RV industry enjoys slight improvement in 2011

Again, this is not me nor my wife or kid. But I thought
this stock photo from Go RVing was appropriate
since the season's first snowfall was on the ground.
According to an Associated Press article by Bruce Schreiner, the RV industry pointed to a slight improvement from last year's turnaround performance as another sign the recession-dented sector is on the road to recovery.

But a slight speed bump might be on the horizon, Schreiner warned.

RV makers, dealers and suppliers attending an annual industry trade show late last month were told that 2011 shipments from manufacturers to dealers are expected to be up 2 percent from last year's 242,300 shipped units. The 2010 total amounted to a 46 percent gain from 2009.

"You guys sitting in this room today are all survivors in this industry, and I think that bodes very well," Richard A. Coon, president of the Virginia-based Recreation Vehicle Industry Association, was quoted as saying.

Despite the upswing, Schreiner wrote that the recreational vehicle industry still has considerable ground to cover to catch up with pre-recessionary levels.

Far be it from me to state the obvious, but in rgeard to the previous statement ... duh. I'd argue that pre-recessionary levels of most every consumer item in the same category as an RV were much higher than what they are now. The economy still isn't back to where it was, so don't expend consumer spending to be there, either.

Still, it's good to see the figures remain the black.

In 2007, shipments totaled 353,400 — the fourth-highest figure in the past quarter century. By 2009, shipments slumped to 165,700 units as older RVs parked on dealers' lots drew scant interest from cash-conscious consumers.

But Schreiner says consumers remain jittery by stubbornly high unemployment, sagging home values and a volatile stock market. As a result, the industry is bracing for a projected 2.6 percent decline in RV shipments in 2012, based on a forecast by University of Michigan economist Richard Curtin.

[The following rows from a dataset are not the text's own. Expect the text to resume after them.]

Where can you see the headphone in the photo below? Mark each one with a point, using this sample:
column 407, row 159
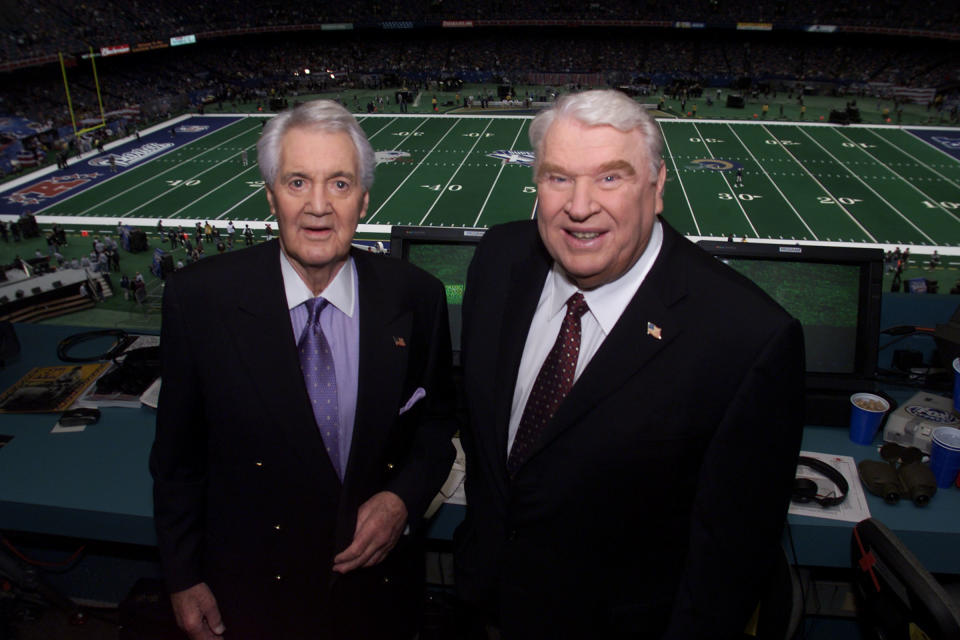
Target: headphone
column 805, row 489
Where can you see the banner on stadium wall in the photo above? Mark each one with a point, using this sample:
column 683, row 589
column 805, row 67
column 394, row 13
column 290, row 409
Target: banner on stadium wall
column 150, row 46
column 114, row 50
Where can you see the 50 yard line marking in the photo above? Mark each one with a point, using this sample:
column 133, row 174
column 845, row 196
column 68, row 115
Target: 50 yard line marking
column 500, row 171
column 454, row 175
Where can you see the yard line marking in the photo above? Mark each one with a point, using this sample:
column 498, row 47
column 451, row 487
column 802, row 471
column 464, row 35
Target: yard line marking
column 825, row 190
column 900, row 177
column 221, row 186
column 255, row 192
column 850, row 171
column 727, row 182
column 773, row 182
column 500, row 171
column 155, row 176
column 374, row 135
column 175, row 187
column 422, row 160
column 915, row 159
column 676, row 171
column 454, row 175
column 410, row 137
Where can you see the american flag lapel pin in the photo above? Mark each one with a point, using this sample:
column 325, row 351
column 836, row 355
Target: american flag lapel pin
column 654, row 330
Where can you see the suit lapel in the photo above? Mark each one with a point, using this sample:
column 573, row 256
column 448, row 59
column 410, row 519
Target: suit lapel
column 526, row 283
column 385, row 332
column 264, row 339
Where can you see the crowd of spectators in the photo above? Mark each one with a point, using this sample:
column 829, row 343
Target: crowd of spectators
column 233, row 70
column 35, row 29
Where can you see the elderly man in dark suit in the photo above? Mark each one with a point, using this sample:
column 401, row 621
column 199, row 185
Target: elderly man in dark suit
column 305, row 420
column 635, row 406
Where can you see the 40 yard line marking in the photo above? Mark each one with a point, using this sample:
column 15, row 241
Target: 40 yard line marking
column 462, row 162
column 676, row 171
column 422, row 160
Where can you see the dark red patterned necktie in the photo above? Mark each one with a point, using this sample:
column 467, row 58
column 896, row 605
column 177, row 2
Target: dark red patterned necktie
column 552, row 384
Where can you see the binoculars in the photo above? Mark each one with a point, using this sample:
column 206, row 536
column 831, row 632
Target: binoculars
column 902, row 474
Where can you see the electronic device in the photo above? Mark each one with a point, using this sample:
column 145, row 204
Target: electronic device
column 79, row 417
column 806, row 490
column 446, row 253
column 835, row 293
column 912, row 424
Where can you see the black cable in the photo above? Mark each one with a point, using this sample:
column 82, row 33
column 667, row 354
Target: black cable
column 122, row 341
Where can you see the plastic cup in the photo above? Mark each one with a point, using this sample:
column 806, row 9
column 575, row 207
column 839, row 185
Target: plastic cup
column 866, row 414
column 956, row 385
column 945, row 455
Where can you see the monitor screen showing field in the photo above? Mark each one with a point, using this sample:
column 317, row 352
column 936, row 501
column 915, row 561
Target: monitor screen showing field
column 823, row 297
column 449, row 263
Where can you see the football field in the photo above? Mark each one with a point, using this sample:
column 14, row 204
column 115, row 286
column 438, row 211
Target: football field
column 877, row 186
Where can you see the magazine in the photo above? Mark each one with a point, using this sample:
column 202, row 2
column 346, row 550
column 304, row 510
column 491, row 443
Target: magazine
column 50, row 389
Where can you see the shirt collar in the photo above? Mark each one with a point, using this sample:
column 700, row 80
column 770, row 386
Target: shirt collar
column 339, row 293
column 607, row 302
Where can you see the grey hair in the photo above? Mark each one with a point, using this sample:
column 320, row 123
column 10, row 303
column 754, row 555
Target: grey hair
column 596, row 108
column 322, row 115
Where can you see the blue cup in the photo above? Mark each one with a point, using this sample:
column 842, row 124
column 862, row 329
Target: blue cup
column 866, row 414
column 956, row 385
column 945, row 455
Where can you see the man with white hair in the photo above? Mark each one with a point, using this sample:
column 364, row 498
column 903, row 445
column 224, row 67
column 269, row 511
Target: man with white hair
column 635, row 406
column 305, row 415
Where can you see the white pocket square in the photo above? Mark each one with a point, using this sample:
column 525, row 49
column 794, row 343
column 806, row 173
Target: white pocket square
column 419, row 394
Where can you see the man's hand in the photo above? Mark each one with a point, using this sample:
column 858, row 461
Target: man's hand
column 380, row 521
column 197, row 613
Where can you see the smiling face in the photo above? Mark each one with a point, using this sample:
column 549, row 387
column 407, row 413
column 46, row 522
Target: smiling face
column 318, row 200
column 597, row 201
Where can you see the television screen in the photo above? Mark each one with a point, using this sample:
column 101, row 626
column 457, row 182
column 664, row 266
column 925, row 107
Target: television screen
column 835, row 293
column 446, row 253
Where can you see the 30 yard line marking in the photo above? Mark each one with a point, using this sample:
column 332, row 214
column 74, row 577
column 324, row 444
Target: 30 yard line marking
column 775, row 185
column 727, row 182
column 513, row 145
column 676, row 171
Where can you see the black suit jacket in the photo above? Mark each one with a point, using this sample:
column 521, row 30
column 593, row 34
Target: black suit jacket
column 245, row 496
column 651, row 505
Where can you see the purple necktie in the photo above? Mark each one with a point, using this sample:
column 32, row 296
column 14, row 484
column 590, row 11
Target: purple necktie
column 552, row 384
column 319, row 374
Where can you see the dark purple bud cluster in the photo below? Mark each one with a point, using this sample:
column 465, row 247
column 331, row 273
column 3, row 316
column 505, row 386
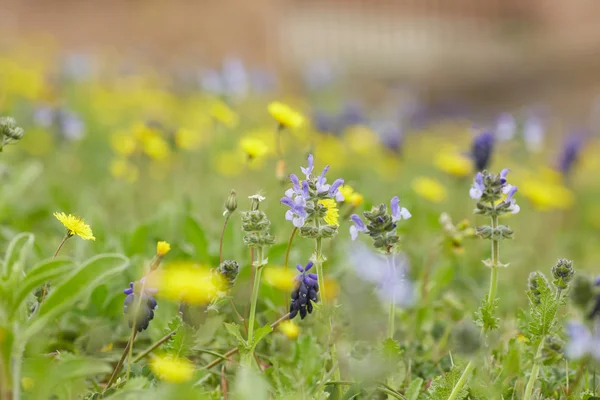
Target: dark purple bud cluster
column 305, row 293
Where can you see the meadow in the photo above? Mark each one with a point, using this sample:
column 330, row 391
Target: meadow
column 210, row 234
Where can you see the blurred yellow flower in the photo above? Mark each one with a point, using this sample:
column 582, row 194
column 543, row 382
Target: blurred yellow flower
column 121, row 168
column 289, row 329
column 172, row 369
column 253, row 148
column 546, row 195
column 162, row 248
column 222, row 113
column 429, row 189
column 187, row 139
column 280, row 277
column 156, row 148
column 332, row 214
column 186, row 282
column 285, row 115
column 123, row 143
column 453, row 163
column 350, row 196
column 75, row 226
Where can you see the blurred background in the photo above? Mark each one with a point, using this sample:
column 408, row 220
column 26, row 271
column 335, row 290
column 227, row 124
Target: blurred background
column 491, row 53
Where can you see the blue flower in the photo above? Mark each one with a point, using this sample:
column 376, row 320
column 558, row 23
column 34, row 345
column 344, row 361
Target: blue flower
column 297, row 212
column 305, row 293
column 397, row 212
column 148, row 304
column 570, row 152
column 481, row 151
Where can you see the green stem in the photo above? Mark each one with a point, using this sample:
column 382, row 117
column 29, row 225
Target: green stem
column 247, row 359
column 534, row 372
column 461, row 382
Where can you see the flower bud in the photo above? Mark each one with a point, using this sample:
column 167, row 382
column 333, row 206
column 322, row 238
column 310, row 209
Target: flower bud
column 562, row 273
column 231, row 203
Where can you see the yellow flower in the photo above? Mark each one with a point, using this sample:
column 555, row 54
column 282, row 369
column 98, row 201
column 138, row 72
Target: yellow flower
column 253, row 148
column 172, row 369
column 453, row 163
column 429, row 189
column 280, row 278
column 122, row 169
column 187, row 282
column 75, row 226
column 123, row 144
column 289, row 329
column 162, row 248
column 332, row 214
column 285, row 115
column 350, row 196
column 187, row 139
column 225, row 115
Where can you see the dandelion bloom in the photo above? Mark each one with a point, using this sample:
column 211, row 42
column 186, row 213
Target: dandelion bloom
column 285, row 115
column 172, row 369
column 289, row 329
column 162, row 248
column 75, row 226
column 332, row 214
column 429, row 189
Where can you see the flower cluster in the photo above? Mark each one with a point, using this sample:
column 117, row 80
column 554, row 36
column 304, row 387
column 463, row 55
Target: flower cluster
column 141, row 317
column 312, row 203
column 305, row 293
column 9, row 131
column 381, row 226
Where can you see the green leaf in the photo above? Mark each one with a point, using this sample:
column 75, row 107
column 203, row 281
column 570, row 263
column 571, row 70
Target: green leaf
column 17, row 253
column 234, row 330
column 76, row 286
column 260, row 334
column 41, row 273
column 194, row 234
column 413, row 390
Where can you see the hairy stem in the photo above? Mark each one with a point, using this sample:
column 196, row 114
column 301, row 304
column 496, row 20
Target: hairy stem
column 461, row 382
column 534, row 372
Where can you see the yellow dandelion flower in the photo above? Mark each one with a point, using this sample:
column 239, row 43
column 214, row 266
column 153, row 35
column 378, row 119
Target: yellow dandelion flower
column 429, row 189
column 224, row 114
column 162, row 248
column 285, row 115
column 75, row 226
column 253, row 148
column 187, row 139
column 289, row 329
column 453, row 163
column 188, row 283
column 280, row 278
column 332, row 215
column 172, row 369
column 123, row 144
column 120, row 168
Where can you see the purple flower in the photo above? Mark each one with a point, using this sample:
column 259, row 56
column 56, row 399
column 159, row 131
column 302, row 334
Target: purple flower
column 397, row 212
column 297, row 213
column 477, row 189
column 311, row 165
column 148, row 304
column 305, row 293
column 359, row 226
column 481, row 150
column 570, row 152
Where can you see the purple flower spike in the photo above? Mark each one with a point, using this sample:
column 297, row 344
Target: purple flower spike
column 359, row 226
column 311, row 165
column 397, row 212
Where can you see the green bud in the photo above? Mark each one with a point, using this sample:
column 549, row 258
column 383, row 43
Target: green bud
column 563, row 273
column 231, row 203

Here's what I say about that: Can you blame people for being jittery? If you were faced with potential layoffs because your job might be outsourced, or your company might relocate and leave you behind, or simply close its doors and go out of business, the last thing you want to do is buy anything even close to the price of an RV, even if it is "only" $6,000.

"It plays with the psyche of those people that are in our target market," Bob Olson, chairman of RV maker Winnebago Industries Inc., told Schreiner.

Despite lackluster consumer confidence, Olson said, there have been favorable trends — dealer inventories have improved and consumer credit has become more available, especially for less-expensive towable RVs attached to pickups or hitched to the back of another vehicle.

"A lot of tough decisions were made by everybody in that room in order to be here today," Olson said following the trade show's opening session. "You didn't find anybody in the RV industry getting a bailout. We did it the old-fashioned way, with some pretty tough decisions."

Since 2008, the number of RV manufacturers has dropped by 35 percent, Coon said. The ranks of suppliers fell by 32 percent.

Everyone had to make adjustments to survive the nation's worst recession since the Great Depression. I would argue that we're not out of the woods yet, so expect continued adjustments.

Tom Stinnett, an RV dealer in nearby southern Indiana, said he reshuffled his inventory to focus mostly on towables. Before the recession, his lot was divided between towables and more costly stand-alone motor homes.

There's an RV dealership around the corner from my home that was ahead of this curve. All American Coach in Toledo, Ohio, used to sell nothing but motor homes. But I would say about 4-6 years ago the dealership shifted its inventory to include more towables. In fact, I would say that today 90 percent of its inventory are towables.

I'm sure other RV dealers around the country have similar stories.

Towables cost between $6,000 and $100,000, according to RVIA. Stand-alone motor homes range from $50,000 to as much as $400,000 for top-of-the-line, bus-like vehicles.

Stinnett said his business is profitable again after several "brutal years of downsizing and reorganizing."

"We have nowhere to go but up," he told Schreiner. "Three years ago, we were very, very worried about making it through this disastrous time."